As you may know, I've made a Halloween tradition out of doing a playlist consisting exclusively of cover tunes. Cover songs may not seem obviously connected to Halloween, and yet there is a connection. The cover song allows the musician to do a sonic dress up of sorts, putting on their favorite song by another artist. So for those who love a good cover as much as I do, then this playlist will be right up your alley.
Standard playlist disclaimer: any artists, record labels, etc. who do not wish to be on the playlist for any reason whatsoever, email me at email@example.com and I will gladly remove the track. And if you'd actually like to be on the playlist, you can use the same email address to email me your mp3's. If I like the song, then odds are it'll wind up on a playlist.

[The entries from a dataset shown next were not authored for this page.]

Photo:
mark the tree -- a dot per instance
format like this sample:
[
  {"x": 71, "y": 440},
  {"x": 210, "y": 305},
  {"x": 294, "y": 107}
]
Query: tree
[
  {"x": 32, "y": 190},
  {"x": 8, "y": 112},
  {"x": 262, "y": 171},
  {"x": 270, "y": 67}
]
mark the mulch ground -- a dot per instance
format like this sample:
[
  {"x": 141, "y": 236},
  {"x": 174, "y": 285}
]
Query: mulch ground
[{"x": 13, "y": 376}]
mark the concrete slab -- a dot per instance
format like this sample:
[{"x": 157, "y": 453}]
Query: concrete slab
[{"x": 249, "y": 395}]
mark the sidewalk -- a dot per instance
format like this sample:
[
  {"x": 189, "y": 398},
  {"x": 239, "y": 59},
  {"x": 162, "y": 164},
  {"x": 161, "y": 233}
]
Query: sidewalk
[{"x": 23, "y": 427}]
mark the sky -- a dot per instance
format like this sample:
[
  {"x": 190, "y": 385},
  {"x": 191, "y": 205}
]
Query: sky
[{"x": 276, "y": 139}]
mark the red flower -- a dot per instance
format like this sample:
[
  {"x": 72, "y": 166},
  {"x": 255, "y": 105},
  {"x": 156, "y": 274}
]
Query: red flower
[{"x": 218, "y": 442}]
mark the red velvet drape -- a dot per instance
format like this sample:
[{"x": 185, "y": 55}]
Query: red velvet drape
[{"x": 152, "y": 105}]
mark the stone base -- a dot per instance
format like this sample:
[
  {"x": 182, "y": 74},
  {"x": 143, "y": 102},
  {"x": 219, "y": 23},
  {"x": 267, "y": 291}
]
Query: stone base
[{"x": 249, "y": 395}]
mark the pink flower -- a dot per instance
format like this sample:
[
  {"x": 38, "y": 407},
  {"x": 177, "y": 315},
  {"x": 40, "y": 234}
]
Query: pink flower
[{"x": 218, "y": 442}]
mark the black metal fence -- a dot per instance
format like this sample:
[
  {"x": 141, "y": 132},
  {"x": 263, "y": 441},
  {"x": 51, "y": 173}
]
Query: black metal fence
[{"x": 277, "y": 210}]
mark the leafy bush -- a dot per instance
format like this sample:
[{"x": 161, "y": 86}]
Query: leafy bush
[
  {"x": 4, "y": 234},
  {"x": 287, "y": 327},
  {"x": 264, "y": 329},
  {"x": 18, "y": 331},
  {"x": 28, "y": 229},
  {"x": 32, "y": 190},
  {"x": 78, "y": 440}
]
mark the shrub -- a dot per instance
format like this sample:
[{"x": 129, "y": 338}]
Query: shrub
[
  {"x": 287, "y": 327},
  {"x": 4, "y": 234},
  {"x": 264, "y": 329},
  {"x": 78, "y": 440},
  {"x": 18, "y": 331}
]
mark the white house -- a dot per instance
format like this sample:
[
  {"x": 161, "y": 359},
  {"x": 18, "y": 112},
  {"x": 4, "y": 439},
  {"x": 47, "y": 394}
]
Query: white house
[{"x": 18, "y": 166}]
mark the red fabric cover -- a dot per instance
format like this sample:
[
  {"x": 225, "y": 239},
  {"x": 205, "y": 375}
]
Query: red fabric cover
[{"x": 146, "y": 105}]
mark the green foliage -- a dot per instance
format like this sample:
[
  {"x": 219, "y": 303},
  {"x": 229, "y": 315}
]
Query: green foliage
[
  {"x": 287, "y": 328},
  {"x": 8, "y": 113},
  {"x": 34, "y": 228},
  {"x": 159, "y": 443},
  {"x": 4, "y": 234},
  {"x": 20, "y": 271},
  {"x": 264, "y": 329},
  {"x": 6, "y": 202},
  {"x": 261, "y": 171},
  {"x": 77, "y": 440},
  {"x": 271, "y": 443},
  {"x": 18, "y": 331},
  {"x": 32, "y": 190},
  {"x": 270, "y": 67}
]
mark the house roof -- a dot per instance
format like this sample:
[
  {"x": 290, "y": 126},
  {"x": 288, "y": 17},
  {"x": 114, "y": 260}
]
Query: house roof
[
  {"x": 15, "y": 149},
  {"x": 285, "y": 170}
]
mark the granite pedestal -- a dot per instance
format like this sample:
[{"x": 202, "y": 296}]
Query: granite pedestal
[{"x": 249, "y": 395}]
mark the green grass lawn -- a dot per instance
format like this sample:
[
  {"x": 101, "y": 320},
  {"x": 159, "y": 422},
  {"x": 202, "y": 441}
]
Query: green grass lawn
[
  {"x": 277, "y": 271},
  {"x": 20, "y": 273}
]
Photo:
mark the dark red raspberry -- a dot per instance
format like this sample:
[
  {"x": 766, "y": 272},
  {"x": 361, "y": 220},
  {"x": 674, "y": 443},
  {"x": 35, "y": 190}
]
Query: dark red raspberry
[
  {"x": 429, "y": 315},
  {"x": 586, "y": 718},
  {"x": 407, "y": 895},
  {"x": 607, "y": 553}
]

- "Hello Susie", THe BAcksliders
When I first received this single from THe BAcksliders, I just assumed it was a new tune of theirs. When I looked at the songwriting credits, I came to realize the track was not theirs originally. Instead, a British bands from the 1960's called The Move were the original performers. So, now you know. And no, I wasn't going for a BAcksliders reference with that, but I'll keep it anyways.
- "Shut It Down", Sarah Jaffe
Much like how people often dress up as Halloween characters that are unlike his or her normal personality, covers can often showcase aspects of an artist's taste that would seem unlikely. This cover of Ms. Jaffe's of the Drake song would definitely qualify as unlikely. The amazing thing is how her haunting voice so brilliantly transforms the song into sultry, moody, and gorgeous. I shouldn't be surprised though. This is, after all, Sarah Jaffe.
- "To Love Somebody", Slobberbone
Slobberbone does a fine job of capturing the heartache of this Bee Gees classic.
- "Dangerous", Nicholas Altobelli
Mr. Altobelli is full of surprises. Those who know him would likely expect a cover of a Ryan Adams song, or maybe something of Sam Cooke (he has a real weakness for classic soul music). But Nicholas singing Roxette? Roxette??? Still, it's a quite interesting listen.
- "All The Pretty Girls", Lovie
I think this song has made it on each covers edition of my playlist that I've done. Just thought I'd share that.
- "Driver 8", Old 97's
Out of all the covers in the list, this one seems to sound the closest to the original. The biggest difference? Rhett Miller's voice is much less nasal than that of Michael Stipe.
- "Folsom Prison Blues", Frankie 45 & Ben Martin
Frankie, you're still missed.
- "Don't Worry Baby", Little Black Dress
LBD's cover of The Beach Boys is a perfect blend of staying true to the original while adding enough new sonic elements to keep this cover sounding fresh. The band's shoegaze style is a perfect fit for the song.
- "Beauty School Dropout", Toadies
Sometime back in the 1990's, someone got the idea to release Sandy Does Dallas. The concept was to have local artists cover the soundtrack to Grease. It's sad that while in many ways it has become easier for bands to record, nobody is pushing the idea of cool compilations and tribute CDs like this anymore. Heck, I'm still waiting for that Toadies tribute CD that Kirtland talked about years ago.
- "Revolution", Jonathan Tyler & the Northern Lights
This is a live recording from New Year's Eve 2009 at Granada Theater. Technically, this song was really recorded on New Year's Day. I was there for the show, and all I can say is it was the perfect choice for ringing in the new year.
- "Never Let Me Down Again", Kristy Kruger
Before I met or listened to Kristy Kruger, my strongest memory of her was that she won a Depeche Mode box set from the Dallas Observer. Having been such a big fan of the band back in my high school days, I envied her for winning it. So it's only fitting that I put her Depeche Mode cover on the playlist.
- "You May Be Right", Holy Moly
The band's new CD, Grasshopper Cowpunk, is easily the best effort ever put out by the band. But for today, I go back to Drinkin' Druggin' and Lovin' (the CD, that is) for this fun Billy Joel cover.
- "Lithium", The Polyphonic Spree
When Kurt Cobain sang the song, he sounded like a man in desperate need of Lithium. In the Polyphonic Spree cover, the band sounds as if they have overdosed on it.